On the second day, two parallel morning sessions were held. With respect to the topic of “Global pollutants” Krystek (VU Amsterdam, the Netherlands dealt with the risks of nanomaterials, Baeumner (U Regensburg, Germany) reported on the use of biosensors for environmental analysis, Leopold (U Ulm) on the environmental monitoring of mercury and its species and Romanova (Novosibirsk State University, Russian Federation) on the speciation of mercury in plants. In the field of “Food Authenticity” Klockmann (U Hamburg) reported on non-targeted fingerprinting approach for geographical origin discrimination of hazelnuts, Riedl (Federal Institute of Risk Assessment, Berlin, Germany) on molecular fingerprinting to tackle adulteration of spices and herbs, Nicolotti (German Research Centre for Food Chemistry, Freising, Germany) on multivariate techniques in GC-GC-TOF-MS, Steinbeck (EMBL-EBI, Cambridge, UK) on Bioinformatics and Synytsya (U Prague, Czech Republic) on the spectroscopic discrimination of bee pollen. During the lunch break a Lunch Seminar arranged by Thermo Fisher Scientific took place. As a novelty for this conference series the session “Thinking outside the box”, which was sponsored by Shimadzu Europe GmbH was launched. For this session four outstanding speakers showed their view beyond the scientific horizon. Huber (Nobel Laureate Chemistry, MPI Martinsried, Germany) reported on the structure elucidation of proteins whereas Kutter (Fraunhofer Institute for Microsystems and Solid State Technologies, Munich, Germany) covered the field of sensors for the Internet of things. Makarov (Thermo Fisher, Bremen) reported on his invention the Orbitrap Mass Spectrometer and Miller (MPI for the Structure and Dynamics of Matter, Hamburg and U Toronto, Canada) illustrated the mapping of atomic motions using ultrabright electrons. In the public lecture Hensel (President of the Federal Institute for Risk Assessment, Berlin, Germany) pointed the conflicts between political consulting and public perception with respect to food and environmental issues.

A gala dinner starting with a stand-up reception during the sunset of July 19 on the upper deck of ship Rickmer Rickmers in the harbor of Hamburg was the highlight of the social program of ISEAC 39.
Gala dinner

Participants at the reception prior to the gala dinnerof ISEAC 39 at the Rickmer Rickmers

The third conference day comprised in the morning the “World Food Forum” and one session of lectures in the afternoon.

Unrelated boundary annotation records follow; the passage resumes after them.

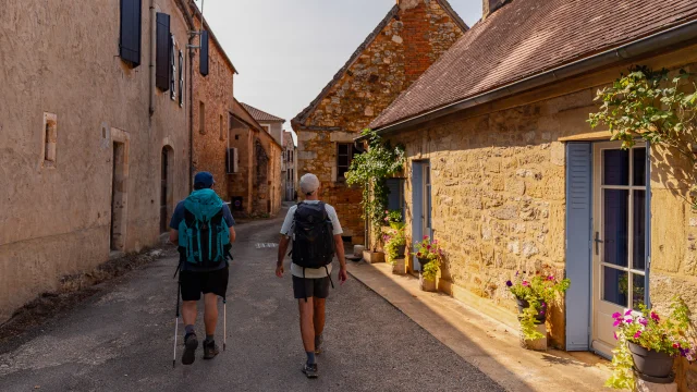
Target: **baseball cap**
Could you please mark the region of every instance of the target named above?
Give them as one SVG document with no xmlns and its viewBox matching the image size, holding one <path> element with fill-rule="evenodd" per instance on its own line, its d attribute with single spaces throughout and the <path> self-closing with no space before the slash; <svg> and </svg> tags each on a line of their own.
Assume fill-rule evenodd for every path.
<svg viewBox="0 0 697 392">
<path fill-rule="evenodd" d="M 209 172 L 198 172 L 196 176 L 194 176 L 194 188 L 196 189 L 205 189 L 213 187 L 213 175 Z"/>
</svg>

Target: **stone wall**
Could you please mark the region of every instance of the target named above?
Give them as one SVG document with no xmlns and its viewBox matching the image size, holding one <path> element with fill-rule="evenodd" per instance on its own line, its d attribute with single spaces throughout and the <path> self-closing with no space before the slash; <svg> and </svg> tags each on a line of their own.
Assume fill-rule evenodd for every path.
<svg viewBox="0 0 697 392">
<path fill-rule="evenodd" d="M 200 28 L 198 19 L 196 26 Z M 208 75 L 200 74 L 200 57 L 198 52 L 194 56 L 193 166 L 195 172 L 208 171 L 212 173 L 216 179 L 213 189 L 222 199 L 230 201 L 225 156 L 229 148 L 228 131 L 231 126 L 230 113 L 232 112 L 235 70 L 212 37 L 209 38 L 208 47 Z M 203 119 L 201 109 L 205 112 Z"/>
<path fill-rule="evenodd" d="M 695 48 L 688 48 L 644 64 L 694 71 L 696 62 Z M 523 270 L 564 273 L 565 149 L 560 138 L 598 137 L 586 122 L 597 111 L 595 94 L 625 70 L 584 75 L 390 137 L 406 145 L 407 233 L 413 220 L 411 166 L 430 161 L 432 225 L 445 250 L 442 291 L 464 289 L 513 315 L 505 280 Z M 665 309 L 677 294 L 697 311 L 697 213 L 683 199 L 694 169 L 660 148 L 651 149 L 651 301 Z M 555 304 L 550 319 L 551 341 L 563 347 L 563 304 Z M 697 388 L 697 367 L 680 362 L 678 372 L 682 391 Z"/>
<path fill-rule="evenodd" d="M 396 17 L 333 82 L 307 119 L 293 124 L 298 176 L 314 173 L 320 179 L 322 198 L 337 207 L 344 235 L 354 243 L 362 243 L 364 233 L 360 189 L 338 179 L 337 143 L 353 143 L 462 34 L 437 1 L 403 1 Z"/>
<path fill-rule="evenodd" d="M 191 27 L 176 2 L 158 1 L 158 11 L 184 45 Z M 171 152 L 169 213 L 187 193 L 189 150 L 188 103 L 156 89 L 149 114 L 147 2 L 135 69 L 114 56 L 118 1 L 28 0 L 2 12 L 0 48 L 11 56 L 0 56 L 0 95 L 12 99 L 0 105 L 0 322 L 61 277 L 109 259 L 113 143 L 126 154 L 115 189 L 122 252 L 158 244 L 162 149 Z M 56 114 L 54 164 L 44 162 L 45 113 Z"/>
</svg>

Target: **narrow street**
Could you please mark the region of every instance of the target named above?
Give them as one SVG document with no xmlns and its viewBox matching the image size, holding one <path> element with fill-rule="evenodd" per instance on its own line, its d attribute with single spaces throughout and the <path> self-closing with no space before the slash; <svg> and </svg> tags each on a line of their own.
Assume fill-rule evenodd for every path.
<svg viewBox="0 0 697 392">
<path fill-rule="evenodd" d="M 277 218 L 237 226 L 228 351 L 216 359 L 204 362 L 199 346 L 194 365 L 183 366 L 180 346 L 172 369 L 176 259 L 166 257 L 0 355 L 0 390 L 502 391 L 353 278 L 331 291 L 320 378 L 306 379 L 290 273 L 277 279 L 277 248 L 258 245 L 277 243 L 280 224 Z M 198 321 L 203 335 L 200 316 Z M 180 342 L 182 330 L 180 324 Z M 217 342 L 222 345 L 222 319 Z"/>
</svg>

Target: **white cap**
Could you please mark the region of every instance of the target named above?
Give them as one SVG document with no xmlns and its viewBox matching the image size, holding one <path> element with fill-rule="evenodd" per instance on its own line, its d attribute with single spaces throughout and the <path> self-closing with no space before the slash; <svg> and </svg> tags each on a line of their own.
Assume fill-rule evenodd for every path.
<svg viewBox="0 0 697 392">
<path fill-rule="evenodd" d="M 301 177 L 301 191 L 304 195 L 311 195 L 319 188 L 319 179 L 313 173 L 307 173 Z"/>
</svg>

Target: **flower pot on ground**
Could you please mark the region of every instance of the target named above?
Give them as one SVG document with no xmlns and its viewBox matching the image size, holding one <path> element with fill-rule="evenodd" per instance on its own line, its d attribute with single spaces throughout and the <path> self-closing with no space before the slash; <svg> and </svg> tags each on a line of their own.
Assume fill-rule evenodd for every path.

Discussions on the topic “Food production in underdeveloped nations: Challenges for authorities, food industry and analytical strategies” were held. After the welcome speech of Ms. Elke Badde (State Secretary for Health and Consumer Production, Ministry of Health and Consumer protection, Hamburg, Germany) statements by Prof. Dr. R. Wittkowski (Federal Institute for Risk Assessment, Berlin, Germany), Dr. Djien Liem (European Food Safety Authority, Parma, Italy), Dr. Marc Allard (FDA Washington, USA), Betina Jahn (SGS Germany, Hamburg), Beate Kettlitz (Food Drink Europe, Brussels, Belgiums), Dr. Dietmar Laudert (DSM, Delft, The Netherlands) and Mr. Yves Rey (Danone Group, France) were made under the conductance of the anchorman Anselm Elles (AFC Consulting, Bonn, Germany) and discussions enrolled.

Thursday afternoon was put under the umbrella of “Emerging Challenges for Environment and Food Analytics” were treated. Wittkowski (Federal Institute for Risk Assessment, Berlin, Germany) discussed the environmental impact on food safety, Albaiges (CSIC Barcelona, Spain) reported on methods for oil spill fingerprinting, Elsner (Helmholz Zentrum Munich, Germany) on the study of complex reaction mechanisms with compound-specific isotope analysis, Faure (EPFL Lausanne, Switzerland) on the problems of microplastics in the environment and Filella (U Geneva, Switzerland) on quality assurance in microplastics determinations.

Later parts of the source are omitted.